Social distancing has become a regular companion, and I try to embrace it and be grateful that I can still stay in touch. Technology is an essential tool in these restrictive times, and it can be beneficial when loneliness becomes too painful. It doesn’t replace the vibrational impact we have when hugging or touching each other, and that’s when talking and expressing our feelings become more important than ever. Technology is a special blessing during these restrictive times. It allows us to chat, look at friends, see their smiles, and feel close.

I am distraught about the loss of lives and the sorrow and pain that loss creates in our hearts. The healthcare workers are like angels, and I pray they are staying safe. It is a stressful and challenging time, and we have to be vigilant not to fall into depression or feeling sorry for ourselves. Solitude can be taxing, but remember that you are in control of your thoughts and decisions. You can only adapt to the pandemic, you cannot control it since it is outside of yourself, but you can control how you feel and how you respond.

When this pandemic will have run its course, and we’ll go back to our more regular lives, I know that sincere gratitude will fill my heart. Let’s strive together to come out of this pandemic stronger and more loving, still ourselves, but more!

Stay safe and be well.

Silvia Coggin, CPC
Author and Founder of NorJustCooking.com

A New Approach

Since my early adulthood I have studied metaphysics and philosophy, and it has provided me with the strength to get over hurdles and to enjoy my life, no matter what. As to one of my complications, I have been struggling with cancer for over 15 years, and knowing that there was no cure, but only the progression of the disease, I could have fallen into depression and hopelessness. But I always found light along the way, met the right people, and felt that this unexpected hurdle was helping me to grow and become spiritually stronger. In other words, my studies of metaphysics and philosophy helped me live a happy and fulfilling life. 

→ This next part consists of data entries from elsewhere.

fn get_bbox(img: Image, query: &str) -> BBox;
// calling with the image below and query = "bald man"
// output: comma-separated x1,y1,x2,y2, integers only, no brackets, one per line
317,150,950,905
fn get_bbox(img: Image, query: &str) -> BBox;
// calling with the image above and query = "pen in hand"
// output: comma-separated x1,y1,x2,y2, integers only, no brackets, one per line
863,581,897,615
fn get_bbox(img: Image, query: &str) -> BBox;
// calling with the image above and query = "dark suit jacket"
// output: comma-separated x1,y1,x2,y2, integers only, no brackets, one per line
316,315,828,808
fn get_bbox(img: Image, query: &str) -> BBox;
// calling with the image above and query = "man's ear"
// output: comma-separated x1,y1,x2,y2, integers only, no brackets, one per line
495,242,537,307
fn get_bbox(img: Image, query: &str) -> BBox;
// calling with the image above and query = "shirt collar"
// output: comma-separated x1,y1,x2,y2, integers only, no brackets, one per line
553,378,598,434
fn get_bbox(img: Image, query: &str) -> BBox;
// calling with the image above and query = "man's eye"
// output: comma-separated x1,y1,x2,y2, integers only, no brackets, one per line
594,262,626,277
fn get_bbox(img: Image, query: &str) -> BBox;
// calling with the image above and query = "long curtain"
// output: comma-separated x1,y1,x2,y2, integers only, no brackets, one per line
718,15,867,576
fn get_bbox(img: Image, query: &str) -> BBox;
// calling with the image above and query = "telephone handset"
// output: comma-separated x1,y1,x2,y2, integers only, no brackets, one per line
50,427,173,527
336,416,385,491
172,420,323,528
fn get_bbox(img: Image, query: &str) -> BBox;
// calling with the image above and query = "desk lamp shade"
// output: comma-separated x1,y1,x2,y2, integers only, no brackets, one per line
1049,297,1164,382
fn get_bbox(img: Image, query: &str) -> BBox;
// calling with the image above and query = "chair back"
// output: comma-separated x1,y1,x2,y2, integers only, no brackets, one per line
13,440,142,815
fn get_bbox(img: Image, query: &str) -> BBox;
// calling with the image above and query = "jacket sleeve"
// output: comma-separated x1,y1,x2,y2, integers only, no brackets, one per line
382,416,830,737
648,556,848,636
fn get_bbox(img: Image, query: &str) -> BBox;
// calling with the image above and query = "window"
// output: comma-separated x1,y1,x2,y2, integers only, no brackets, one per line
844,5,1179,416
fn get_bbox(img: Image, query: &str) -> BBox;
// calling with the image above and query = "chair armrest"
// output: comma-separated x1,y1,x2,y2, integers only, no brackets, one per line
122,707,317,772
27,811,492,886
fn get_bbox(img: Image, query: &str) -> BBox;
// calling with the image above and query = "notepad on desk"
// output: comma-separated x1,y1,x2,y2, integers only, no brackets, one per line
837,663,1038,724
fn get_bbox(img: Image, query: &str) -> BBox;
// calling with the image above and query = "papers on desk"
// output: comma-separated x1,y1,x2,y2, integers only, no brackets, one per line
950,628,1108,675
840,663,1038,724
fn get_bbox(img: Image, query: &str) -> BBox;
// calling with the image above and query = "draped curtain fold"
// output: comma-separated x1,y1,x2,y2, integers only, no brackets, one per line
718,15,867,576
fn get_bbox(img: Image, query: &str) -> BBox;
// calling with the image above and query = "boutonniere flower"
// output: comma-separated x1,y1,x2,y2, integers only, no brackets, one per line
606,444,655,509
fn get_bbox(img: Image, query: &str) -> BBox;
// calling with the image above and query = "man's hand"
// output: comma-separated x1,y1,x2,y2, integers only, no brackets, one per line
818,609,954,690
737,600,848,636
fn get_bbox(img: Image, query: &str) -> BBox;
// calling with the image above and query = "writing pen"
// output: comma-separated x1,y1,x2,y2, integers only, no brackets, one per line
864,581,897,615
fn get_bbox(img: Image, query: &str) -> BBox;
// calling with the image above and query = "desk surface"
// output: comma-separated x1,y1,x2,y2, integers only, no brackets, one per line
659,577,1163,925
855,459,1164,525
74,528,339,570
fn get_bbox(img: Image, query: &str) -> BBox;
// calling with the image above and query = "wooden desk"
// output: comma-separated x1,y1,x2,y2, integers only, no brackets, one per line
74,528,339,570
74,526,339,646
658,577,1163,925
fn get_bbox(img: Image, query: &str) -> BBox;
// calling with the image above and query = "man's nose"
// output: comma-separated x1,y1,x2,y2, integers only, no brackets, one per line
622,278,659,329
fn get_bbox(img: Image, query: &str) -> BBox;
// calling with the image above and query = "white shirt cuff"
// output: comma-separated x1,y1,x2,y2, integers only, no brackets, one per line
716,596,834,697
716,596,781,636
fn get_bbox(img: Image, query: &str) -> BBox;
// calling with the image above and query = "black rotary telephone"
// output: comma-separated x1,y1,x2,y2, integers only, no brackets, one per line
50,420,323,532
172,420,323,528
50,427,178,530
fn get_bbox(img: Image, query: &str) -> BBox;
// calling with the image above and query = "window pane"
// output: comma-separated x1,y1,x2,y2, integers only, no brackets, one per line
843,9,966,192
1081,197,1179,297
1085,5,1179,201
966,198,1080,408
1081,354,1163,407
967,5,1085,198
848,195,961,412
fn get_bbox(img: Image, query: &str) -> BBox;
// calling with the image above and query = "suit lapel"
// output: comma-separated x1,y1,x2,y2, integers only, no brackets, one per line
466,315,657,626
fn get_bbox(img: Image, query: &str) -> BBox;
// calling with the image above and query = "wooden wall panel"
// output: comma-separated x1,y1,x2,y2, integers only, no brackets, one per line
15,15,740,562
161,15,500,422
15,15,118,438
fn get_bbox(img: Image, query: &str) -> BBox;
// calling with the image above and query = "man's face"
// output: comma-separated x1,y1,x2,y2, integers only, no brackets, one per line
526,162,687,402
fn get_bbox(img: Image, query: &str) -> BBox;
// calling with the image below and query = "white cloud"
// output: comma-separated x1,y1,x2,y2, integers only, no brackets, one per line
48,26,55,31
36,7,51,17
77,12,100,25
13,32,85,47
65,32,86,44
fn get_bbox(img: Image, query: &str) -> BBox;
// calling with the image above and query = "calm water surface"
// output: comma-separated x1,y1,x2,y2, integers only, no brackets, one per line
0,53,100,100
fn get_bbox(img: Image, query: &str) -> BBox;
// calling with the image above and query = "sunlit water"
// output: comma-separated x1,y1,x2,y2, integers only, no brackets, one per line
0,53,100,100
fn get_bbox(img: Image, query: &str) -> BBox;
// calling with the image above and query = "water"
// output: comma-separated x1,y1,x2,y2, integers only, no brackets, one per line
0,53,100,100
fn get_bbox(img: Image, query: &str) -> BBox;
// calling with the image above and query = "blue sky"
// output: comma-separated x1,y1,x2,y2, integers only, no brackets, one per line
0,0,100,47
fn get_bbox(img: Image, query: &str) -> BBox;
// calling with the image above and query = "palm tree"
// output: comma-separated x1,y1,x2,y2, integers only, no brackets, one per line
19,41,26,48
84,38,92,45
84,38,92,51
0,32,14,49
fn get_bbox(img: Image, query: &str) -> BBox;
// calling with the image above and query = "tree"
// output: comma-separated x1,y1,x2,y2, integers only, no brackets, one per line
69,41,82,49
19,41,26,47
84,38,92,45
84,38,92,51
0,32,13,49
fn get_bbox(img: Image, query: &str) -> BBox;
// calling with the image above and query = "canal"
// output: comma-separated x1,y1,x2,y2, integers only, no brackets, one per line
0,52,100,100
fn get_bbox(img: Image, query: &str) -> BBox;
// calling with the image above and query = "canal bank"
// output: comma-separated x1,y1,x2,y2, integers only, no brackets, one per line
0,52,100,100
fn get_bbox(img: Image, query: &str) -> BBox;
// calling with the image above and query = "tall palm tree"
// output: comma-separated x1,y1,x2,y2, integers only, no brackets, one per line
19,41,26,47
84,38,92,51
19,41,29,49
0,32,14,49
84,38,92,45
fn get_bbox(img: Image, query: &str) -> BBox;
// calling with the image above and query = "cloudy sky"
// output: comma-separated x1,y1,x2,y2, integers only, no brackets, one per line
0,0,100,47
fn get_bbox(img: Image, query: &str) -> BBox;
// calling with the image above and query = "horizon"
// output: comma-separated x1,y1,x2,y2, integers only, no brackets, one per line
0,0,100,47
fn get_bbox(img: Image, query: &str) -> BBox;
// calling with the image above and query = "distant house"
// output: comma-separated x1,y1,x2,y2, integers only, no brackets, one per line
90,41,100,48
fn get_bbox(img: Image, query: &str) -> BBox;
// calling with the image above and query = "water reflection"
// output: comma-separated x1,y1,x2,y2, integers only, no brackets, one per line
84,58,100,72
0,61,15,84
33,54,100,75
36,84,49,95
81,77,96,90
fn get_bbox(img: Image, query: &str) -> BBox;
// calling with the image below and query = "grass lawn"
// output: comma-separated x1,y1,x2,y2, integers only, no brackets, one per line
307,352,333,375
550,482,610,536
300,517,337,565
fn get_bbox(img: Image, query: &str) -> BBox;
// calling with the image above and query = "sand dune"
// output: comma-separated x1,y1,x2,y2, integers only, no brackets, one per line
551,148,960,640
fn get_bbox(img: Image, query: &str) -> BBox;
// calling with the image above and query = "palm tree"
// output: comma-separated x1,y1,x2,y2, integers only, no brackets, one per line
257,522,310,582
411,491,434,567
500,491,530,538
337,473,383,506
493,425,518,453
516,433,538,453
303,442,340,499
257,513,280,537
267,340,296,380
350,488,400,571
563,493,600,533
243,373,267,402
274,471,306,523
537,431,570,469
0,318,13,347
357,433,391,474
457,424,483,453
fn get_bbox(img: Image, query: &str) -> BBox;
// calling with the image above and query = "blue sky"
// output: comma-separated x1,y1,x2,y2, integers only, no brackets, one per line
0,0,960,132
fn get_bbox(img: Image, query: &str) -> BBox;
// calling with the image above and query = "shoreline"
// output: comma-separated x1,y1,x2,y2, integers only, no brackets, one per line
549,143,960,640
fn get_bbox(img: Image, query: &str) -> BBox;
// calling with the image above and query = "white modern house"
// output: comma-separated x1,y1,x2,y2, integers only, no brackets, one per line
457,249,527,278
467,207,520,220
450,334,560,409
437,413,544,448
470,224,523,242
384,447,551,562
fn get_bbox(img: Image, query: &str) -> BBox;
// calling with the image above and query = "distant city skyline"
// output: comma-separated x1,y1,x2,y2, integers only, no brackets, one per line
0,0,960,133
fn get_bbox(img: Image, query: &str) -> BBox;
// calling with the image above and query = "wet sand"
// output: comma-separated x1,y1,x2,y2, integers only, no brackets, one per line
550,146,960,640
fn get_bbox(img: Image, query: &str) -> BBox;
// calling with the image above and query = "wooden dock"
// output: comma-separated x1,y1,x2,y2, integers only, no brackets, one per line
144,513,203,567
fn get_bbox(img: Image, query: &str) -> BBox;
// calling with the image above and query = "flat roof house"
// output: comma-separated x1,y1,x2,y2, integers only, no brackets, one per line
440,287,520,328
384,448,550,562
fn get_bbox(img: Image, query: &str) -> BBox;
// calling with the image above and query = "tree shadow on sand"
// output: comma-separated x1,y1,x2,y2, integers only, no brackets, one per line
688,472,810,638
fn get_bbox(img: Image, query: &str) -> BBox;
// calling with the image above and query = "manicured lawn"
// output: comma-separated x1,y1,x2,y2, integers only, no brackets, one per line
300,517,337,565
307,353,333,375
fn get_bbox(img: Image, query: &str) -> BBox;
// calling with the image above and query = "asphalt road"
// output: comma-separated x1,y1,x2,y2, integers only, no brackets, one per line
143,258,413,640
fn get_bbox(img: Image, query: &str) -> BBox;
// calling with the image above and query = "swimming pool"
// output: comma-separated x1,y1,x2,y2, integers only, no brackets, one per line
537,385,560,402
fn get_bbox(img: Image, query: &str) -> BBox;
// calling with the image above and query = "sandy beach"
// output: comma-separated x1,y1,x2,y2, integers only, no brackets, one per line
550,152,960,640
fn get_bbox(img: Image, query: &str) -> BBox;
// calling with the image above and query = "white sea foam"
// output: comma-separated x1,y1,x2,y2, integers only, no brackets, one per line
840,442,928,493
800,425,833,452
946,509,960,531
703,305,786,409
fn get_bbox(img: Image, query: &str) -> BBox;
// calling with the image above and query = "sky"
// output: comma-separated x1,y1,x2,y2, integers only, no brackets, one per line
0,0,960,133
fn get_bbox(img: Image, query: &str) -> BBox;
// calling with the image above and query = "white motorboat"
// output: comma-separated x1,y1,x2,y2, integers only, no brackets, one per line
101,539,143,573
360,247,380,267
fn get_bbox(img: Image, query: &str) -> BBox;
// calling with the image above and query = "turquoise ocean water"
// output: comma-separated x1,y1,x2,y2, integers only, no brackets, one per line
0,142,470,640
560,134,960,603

My medical treatment is one of my blessings, for which I am deeply grateful. My oncologist, who also is a student of metaphysics and with whom I sometimes exchange thoughts and insights, mentioned a few weeks ago, that he thought I was a stoic. He gave me a link, and I started looking into it. Of course, I knew the general meaning of being stoic, but I went deeper into researching stoicism and found a lot of similarities with my mindset. I realized that my approach to dying is one of my beliefs which lead my doctor to his opinion, as well as how I handle decisions in general.

I am very grateful that he opened this philosophical approach to me, showing me that I can dwell deeper and find more peace despite my illness. Although I seem to be a natural stoic, there is much to learn, and I am looking forward to it. I know it will be beneficial for me, and I see complete harmony with my other spiritual beliefs. It shows that we can always learn, as long as we are open and willing. I am only at the beginning of this new journey but wanted to share this discovery. Here are a few fundamentals on how to live like a stoic:

  • Live as if you died but were resuscitated, and every minute is a gift.
  • Every person you meet is an opportunity for kindness.
  • Be forgiving of others.
  • Try to hold as few opinions as possible.
  • Always consider the worst-case scenario.
  • Keep a list of what you’ve learned from other people (and remember to thank them often).If it is not right, do not do it; if it is not true, do not say it.

Life is what we make it, and there is never a reason to give up or to be disillusioned. No matter where we stand in our life’s journey, there is beauty and love.